Sentiment in the stock market is lousy after a month-long crash.
Despite what felt like never-ending selling, many markets actually had a solid bounce last week. The news isn't necessarily better, but they rose nonetheless.
Based on how bear markets work (including the current one), it is possible that a rally could last for a couple months. Maybe last week was the start of one. Or maybe not. But in looking at what to buy into, it makes sense to consider things that were hit hardest on the way down.
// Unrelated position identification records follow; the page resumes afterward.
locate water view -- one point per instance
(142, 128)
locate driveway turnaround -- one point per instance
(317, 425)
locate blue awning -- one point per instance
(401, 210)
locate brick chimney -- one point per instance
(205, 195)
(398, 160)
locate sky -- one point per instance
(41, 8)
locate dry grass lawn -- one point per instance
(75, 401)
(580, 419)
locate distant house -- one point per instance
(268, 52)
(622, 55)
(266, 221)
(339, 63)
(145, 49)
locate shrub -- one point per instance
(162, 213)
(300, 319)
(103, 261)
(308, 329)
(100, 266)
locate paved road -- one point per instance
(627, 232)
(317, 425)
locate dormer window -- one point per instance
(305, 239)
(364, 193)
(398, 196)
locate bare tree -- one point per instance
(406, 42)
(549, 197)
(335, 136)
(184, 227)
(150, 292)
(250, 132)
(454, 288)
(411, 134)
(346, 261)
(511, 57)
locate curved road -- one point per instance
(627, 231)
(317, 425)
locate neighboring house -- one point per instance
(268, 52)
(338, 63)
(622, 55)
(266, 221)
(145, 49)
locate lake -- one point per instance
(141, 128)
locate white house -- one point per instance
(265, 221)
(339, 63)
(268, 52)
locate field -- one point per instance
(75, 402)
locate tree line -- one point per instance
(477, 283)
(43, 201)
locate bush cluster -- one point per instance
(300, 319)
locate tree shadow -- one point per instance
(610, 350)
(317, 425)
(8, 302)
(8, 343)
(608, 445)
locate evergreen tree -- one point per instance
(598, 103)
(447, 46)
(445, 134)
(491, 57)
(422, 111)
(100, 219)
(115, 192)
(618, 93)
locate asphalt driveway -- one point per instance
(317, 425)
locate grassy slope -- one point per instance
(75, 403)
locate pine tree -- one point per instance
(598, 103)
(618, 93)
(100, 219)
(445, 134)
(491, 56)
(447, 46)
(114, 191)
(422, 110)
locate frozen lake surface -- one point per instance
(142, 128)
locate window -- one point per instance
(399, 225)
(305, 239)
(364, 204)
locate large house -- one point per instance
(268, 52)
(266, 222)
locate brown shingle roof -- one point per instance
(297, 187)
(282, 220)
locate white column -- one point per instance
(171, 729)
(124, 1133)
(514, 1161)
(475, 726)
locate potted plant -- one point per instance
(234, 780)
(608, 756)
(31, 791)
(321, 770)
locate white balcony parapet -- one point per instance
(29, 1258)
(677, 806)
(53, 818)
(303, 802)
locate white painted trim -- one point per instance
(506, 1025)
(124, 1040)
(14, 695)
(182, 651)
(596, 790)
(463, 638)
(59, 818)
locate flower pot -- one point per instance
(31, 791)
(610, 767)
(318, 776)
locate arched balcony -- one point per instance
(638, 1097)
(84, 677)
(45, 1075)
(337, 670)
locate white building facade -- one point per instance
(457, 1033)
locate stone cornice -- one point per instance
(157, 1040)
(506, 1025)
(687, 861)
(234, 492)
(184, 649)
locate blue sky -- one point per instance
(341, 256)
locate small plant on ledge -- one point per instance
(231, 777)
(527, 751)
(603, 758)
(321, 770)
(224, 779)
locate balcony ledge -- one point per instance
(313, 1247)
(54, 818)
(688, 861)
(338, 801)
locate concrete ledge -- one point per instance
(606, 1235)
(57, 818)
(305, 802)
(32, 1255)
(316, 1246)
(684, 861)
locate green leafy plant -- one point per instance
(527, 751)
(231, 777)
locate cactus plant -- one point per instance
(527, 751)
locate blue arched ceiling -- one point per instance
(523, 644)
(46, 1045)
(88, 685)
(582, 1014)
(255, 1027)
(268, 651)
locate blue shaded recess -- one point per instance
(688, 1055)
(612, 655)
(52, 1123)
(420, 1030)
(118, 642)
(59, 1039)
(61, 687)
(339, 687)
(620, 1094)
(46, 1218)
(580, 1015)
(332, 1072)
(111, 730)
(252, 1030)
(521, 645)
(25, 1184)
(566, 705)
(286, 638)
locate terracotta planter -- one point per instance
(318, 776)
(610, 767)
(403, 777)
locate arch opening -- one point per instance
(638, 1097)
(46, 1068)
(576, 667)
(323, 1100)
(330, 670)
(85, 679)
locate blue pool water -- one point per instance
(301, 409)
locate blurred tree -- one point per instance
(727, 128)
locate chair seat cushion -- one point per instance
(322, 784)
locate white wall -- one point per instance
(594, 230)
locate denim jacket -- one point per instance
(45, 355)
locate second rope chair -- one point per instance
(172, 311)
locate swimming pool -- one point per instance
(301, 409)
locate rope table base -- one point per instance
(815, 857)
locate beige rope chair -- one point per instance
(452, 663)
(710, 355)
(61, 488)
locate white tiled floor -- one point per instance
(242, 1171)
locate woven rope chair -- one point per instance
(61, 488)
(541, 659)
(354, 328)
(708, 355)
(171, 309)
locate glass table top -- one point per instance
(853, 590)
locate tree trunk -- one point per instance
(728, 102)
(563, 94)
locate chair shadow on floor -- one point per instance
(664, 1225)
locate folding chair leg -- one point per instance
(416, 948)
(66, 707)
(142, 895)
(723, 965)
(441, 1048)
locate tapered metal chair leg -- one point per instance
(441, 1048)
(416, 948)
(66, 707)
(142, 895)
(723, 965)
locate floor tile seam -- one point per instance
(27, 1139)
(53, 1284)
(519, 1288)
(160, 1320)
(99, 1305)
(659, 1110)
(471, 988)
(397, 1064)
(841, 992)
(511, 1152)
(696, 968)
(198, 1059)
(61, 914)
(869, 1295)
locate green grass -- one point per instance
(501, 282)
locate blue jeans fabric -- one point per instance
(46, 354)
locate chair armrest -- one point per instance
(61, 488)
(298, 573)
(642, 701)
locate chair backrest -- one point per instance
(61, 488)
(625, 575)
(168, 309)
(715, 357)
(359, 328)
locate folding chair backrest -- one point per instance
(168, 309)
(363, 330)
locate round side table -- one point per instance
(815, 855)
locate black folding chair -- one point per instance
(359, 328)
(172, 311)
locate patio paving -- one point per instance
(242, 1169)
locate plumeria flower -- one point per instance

One area with many reasons to jump is the U.K., which can be accessed with the iShares MSCI United Kingdom Index Fund (EWU). At its worst, it had fallen 60% from its peak, compared with 45% for the S&P 500 in the U.S.The story on the ground in the U.K. seems bleak. The economy is contracting, inflation is on the high side, the housing market may be worse than in the U.S., the banks may be worse off than in the U.S., and the U.K. bailout of its own banks is more stringent than the U.S. bailout on considerations such as dividends. Despite all of these things, I believe there is visibility for a meaningful bounce for several reasons. In thinking about a bounce being most pronounced in the areas that were hardest hit, EWU has been hurt by its heavy weighting to mining companies and financial stocks. Also, the British pound has dropped almost 20% in the past three months.